National Chairman of the All Progressives Congress (APC), Senator Abdullahi Adamu has declared that despite the fact that the February 25 presidential and National Assembly elections, a free, fair, and credible elections was concocted.
Senator Adamu made the declaration at the meeting of the party’s National Working Committee with the President-Elect, Vice-President Elect and National Assembly Members Elect Held at the Banquet Hall, Presidential Villa, Abuja, March 13, 2023.
The PAC National Chairman who posited that nowhere in the world perfect elections are conducted added that “it is fair and honourable to admit that the February 25 elections were not perfect. We did not set out to conduct perfect elections. World history has no instances of perfect elections. Like all other democratic nations, we set out to conduct free, fair, and credible elections. This we did.
“I am proud to say we achieved this feat and delivered on the promise made by President Muhammadu Buhari to the people. For the first time in living memory in respect of our elections, there were no allegations of vote-buying and outcry over all the other ills associated with the conduct of our elections. Rigging may not be dead, but it has been decapitated. Our democracy is maturing, and we are maturing with it.”
He recalled that this would be the third in succession that the APC would be voted into power since the advent of this round democracy, saying “we asked the people to give us the thumbs up, and three times they did not hesitate to do so. They did so in 2015. They did so in 2019. They have now done it again in 2023.’
Still on the three times that the APC has won elections in this country, Senator Abdullahi Adamu told the audience that much more has been given to them in terms of governance and mandate.
He said “It reminds us that to whom much is given, much is expected. It is an understatement to say that much has been given to us and we must reciprocate by giving much more to the people and our dear country.”
While congratulating the President-elect, Asiwaju Bola Ahmed Tinubu; Vice-President-elect, Senator Kashim Shettima, and both the returning and newly elected members of the National Assembly, the APC Chairman said they are what he termed the “new Team Nigeria”.
He said “from May 29 this year, the burden of our national unity, peace, and development will rest on your shoulders as a team. The National Assembly elections produced infusions of the old and the new.

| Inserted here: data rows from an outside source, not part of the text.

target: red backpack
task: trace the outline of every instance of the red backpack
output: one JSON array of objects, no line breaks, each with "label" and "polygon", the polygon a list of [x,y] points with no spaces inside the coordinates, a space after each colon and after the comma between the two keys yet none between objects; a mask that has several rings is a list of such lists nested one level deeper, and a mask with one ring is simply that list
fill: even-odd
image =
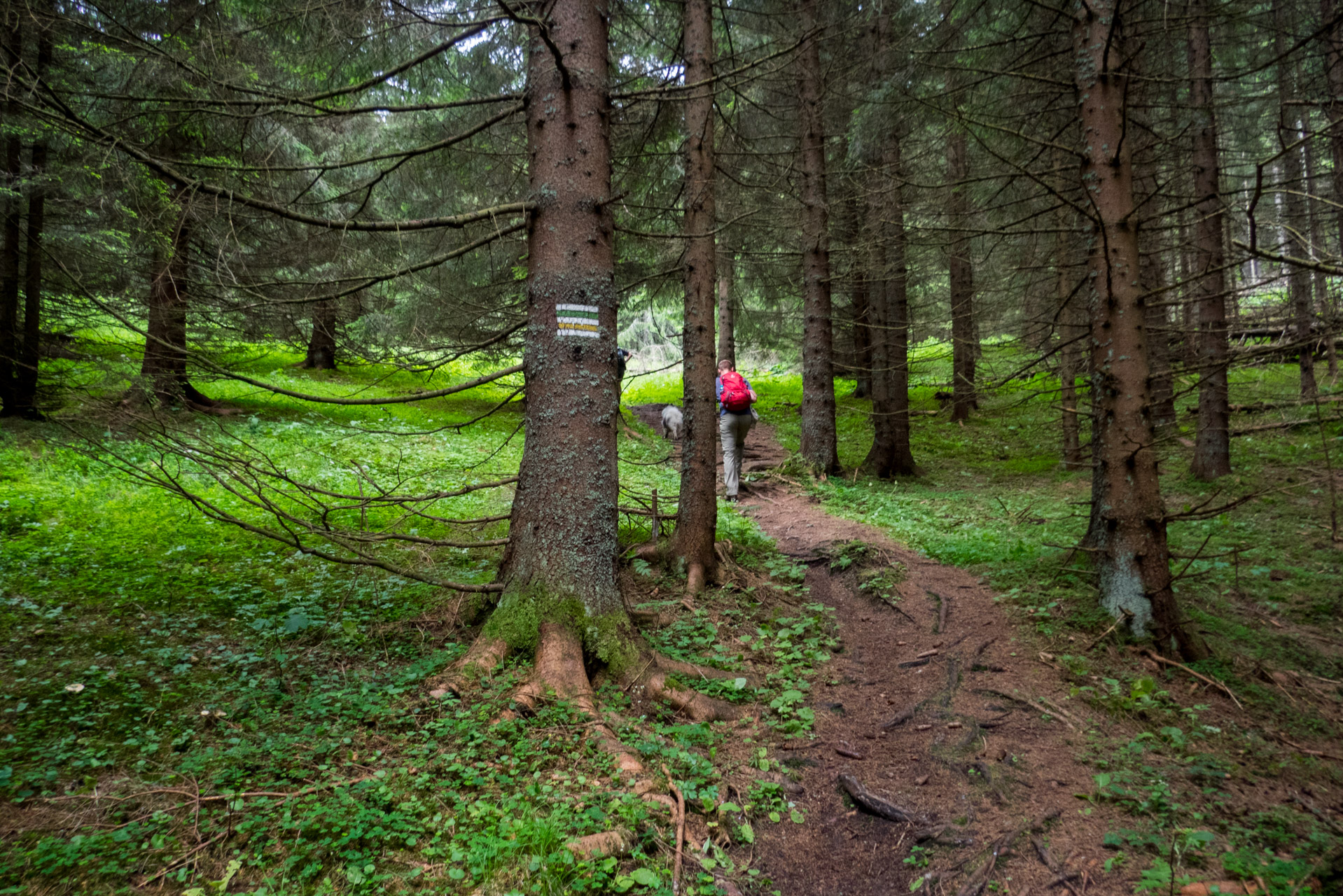
[{"label": "red backpack", "polygon": [[747,382],[741,379],[741,373],[728,371],[719,379],[723,380],[723,395],[719,400],[723,402],[724,410],[731,414],[745,414],[749,411],[751,390],[747,388]]}]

He advised all of them present in the hall that they should jettison bigmanism and be ready to work for the people who elected them into power, adding that “on the day you received the people’s vote you signed a binding sacred social contract with them.
On the ongoing struggle by the elected National Assembly members justly for different offices in both the Green and Red Chambers, Abdullahi Adamu warned the incoming members of the 10th Assembly not to repeat the mistake of their processors.
Senator Adamu lamented that the 9th Assembly got embroiled in crises on one hand with the Executive Arm and on the other hand within the main bowl of the federal legislature which he said undermined governance.
“We would like to offer a word of caution to all of you in this regard. It may be good to start early but sometimes when you start too early you jump the gun and court unintended consequences that may cause nasty divisions in the party and thus affect its health. Leadership positions at the national level is a delicate matter and must not be approached with levity or lack of seriousness.
“It may be good to start early but it is wiser to be patient. Some of you may recall what happened to the party and the National Assembly in 2015 when some members of the national legislature chose not to wait for the decision of the president and the party in sharing those offices. It created bad blood within the party and between the executive and the legislature. I urge us not to regress.
“The president-elect and the party leadership will make appropriate consultations in working out a formula for sharing those offices. I assure you that whatever sharing formula the Party and the President-elect arrive at will be fair, just, equitable and satisfy the majority of our members.
“This blend of the young and the old should be a recipe for a harmonious working relationship. The exuberance of the new members must be moderated by the age and the experience of the returning members, some of whom are now almost permanent fixtures in the legislature,” he said.